In 2011, Francis-Dehqani returned to full-time ministry, having been appointed Curate Training Officer for the Diocese of Peterborough. She was additionally appointed the diocese's Adviser for Women's Ministry in 2012. From 2013 to 2017 she was a Member of the General Synod; she was later an elected suffragan member, 2019–2021, and ex officio as a diocesan from 2021. She was made an honorary canon of Peterborough Cathedral in November 2016.

===Episcopal ministry===
On 11 July 2017, it was announced that Francis-Dehqani would become the first Bishop of Loughborough, the sole suffragan bishop of the Diocese of Leicester. In addition to her suffragan duties, she also had "a focus on supporting Black, Asian and Minority Ethnic (BAME) clergy, lay workers and congregations" within the diocese.

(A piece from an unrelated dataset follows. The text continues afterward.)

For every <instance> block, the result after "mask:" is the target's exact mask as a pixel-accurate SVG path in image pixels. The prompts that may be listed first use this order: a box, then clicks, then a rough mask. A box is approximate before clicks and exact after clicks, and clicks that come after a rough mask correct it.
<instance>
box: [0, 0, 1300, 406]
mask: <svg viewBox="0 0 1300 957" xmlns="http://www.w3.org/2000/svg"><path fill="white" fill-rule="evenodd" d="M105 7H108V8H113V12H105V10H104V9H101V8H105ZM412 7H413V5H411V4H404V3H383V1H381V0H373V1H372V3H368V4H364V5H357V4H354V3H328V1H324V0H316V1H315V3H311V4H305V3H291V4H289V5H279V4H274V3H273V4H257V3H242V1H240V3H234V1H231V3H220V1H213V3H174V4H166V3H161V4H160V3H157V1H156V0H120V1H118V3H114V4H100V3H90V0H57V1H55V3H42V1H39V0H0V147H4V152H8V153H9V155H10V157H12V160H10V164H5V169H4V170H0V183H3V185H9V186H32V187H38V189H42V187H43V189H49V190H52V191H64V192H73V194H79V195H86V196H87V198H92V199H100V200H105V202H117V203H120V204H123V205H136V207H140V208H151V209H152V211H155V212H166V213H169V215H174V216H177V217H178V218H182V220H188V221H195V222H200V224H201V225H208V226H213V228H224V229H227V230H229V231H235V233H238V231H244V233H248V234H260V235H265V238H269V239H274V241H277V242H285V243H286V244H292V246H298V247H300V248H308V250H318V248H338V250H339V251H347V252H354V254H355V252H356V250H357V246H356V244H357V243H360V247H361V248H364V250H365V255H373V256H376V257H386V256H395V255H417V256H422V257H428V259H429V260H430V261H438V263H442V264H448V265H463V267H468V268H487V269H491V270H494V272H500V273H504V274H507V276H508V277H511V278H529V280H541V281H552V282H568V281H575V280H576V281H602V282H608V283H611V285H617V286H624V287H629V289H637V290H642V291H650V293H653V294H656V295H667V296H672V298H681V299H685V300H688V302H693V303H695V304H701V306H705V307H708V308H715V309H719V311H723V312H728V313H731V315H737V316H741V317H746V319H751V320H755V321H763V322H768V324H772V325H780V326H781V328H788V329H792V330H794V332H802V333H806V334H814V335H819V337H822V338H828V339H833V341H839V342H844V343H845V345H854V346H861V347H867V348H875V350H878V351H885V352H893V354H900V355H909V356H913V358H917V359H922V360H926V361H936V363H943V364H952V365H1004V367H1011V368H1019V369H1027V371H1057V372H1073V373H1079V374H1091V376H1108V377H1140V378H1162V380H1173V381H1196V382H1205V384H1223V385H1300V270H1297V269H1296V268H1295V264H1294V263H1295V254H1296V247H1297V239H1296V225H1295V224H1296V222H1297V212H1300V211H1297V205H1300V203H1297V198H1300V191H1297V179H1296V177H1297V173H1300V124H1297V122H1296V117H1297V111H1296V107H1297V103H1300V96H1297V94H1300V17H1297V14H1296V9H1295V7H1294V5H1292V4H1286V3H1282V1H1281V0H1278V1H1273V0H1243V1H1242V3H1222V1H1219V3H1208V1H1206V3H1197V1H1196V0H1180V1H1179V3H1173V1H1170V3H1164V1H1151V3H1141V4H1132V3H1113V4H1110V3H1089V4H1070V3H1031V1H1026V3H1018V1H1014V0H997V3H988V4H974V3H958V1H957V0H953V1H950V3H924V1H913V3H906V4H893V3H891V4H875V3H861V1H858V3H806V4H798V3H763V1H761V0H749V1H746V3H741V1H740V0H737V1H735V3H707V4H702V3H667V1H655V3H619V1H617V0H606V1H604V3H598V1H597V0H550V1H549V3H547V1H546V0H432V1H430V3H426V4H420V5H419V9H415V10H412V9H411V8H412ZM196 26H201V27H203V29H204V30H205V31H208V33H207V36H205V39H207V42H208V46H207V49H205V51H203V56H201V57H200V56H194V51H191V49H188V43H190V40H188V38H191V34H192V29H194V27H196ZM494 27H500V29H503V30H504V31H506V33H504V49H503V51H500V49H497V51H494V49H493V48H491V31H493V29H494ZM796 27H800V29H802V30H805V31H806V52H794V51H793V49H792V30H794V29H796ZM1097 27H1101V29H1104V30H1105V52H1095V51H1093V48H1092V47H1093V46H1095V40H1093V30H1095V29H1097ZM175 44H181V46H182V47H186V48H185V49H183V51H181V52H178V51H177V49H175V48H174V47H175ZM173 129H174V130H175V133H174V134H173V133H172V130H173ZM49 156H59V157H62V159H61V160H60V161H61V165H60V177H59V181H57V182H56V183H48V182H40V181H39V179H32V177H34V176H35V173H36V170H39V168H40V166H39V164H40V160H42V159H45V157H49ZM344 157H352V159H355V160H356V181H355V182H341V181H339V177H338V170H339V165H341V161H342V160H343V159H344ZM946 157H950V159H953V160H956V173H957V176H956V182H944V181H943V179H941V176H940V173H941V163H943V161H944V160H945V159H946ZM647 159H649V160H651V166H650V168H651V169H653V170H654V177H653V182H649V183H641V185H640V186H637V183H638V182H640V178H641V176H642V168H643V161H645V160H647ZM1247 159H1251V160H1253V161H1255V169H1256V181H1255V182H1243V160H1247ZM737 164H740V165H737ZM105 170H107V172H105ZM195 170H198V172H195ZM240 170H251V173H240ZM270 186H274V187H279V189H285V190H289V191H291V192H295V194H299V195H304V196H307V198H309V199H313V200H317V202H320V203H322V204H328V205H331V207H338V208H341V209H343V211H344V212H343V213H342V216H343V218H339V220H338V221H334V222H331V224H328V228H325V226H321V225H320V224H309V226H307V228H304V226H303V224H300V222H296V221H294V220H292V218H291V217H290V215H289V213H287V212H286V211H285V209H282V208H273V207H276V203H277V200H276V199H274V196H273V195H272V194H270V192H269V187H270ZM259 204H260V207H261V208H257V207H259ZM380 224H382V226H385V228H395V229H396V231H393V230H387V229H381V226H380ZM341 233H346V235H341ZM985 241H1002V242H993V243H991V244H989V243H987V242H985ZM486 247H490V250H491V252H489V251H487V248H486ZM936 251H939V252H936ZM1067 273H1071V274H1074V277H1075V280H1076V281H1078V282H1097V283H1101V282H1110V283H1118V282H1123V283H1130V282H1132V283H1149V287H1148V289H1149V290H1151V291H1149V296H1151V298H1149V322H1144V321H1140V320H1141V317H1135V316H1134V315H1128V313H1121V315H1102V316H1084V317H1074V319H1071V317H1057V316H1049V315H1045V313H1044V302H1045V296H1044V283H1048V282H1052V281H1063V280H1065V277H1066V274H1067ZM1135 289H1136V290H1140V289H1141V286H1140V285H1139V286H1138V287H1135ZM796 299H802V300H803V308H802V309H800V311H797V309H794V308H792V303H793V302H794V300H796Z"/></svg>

She was consecrated a bishop during a service at Canterbury Cathedral on 30 November 2017. This made her the first female bishop from a minority ethnic community in the Church of England.

It was announced on 17 December 2020 that Francis-Dehqani was to transfer to Chelmsford in 2021, becoming the diocesan bishop of the Diocese of Chelmsford (East London and Essex). Her canonical election by the college of canons of Chelmsford Cathedral took place by teleconference on 26 January 2021; she was confirmed of her election, by which she legally took her new see, on 11 March 2021.

She joined the House of Lords as one of the Lords Spiritual, under the Lords Spiritual (Women) Act 2015 on 25 June 2021. In May 2023, she was one of three female bishops to take part in the Coronation of Charles III and Camilla.
In July 2025 she was the bookmakers' favourite to succeed Justin Welby, who had resigned as Archbishop of Canterbury that January.

===Views===
In 2023, she was one of 44 Church of England bishops who signed an open letter supporting the use of the Prayers of Love and Faith (i.e. blessings for same-sex couples) and called for "Guidance being issued without delay that includes the removal of all restrictions on clergy entering same-sex civil marriages, and on bishops ordaining and licensing such clergy".

==Personal life==
She is married to Lee Francis-Dehqani, a fellow Anglican priest and canon: at the time of her appointment as bishop he was serving as Team Rector of Oakham and Rural Dean of Rutland and in 2018 was appointed Team Rector of the Fosse Team in Leicester Diocese. Together they have three children.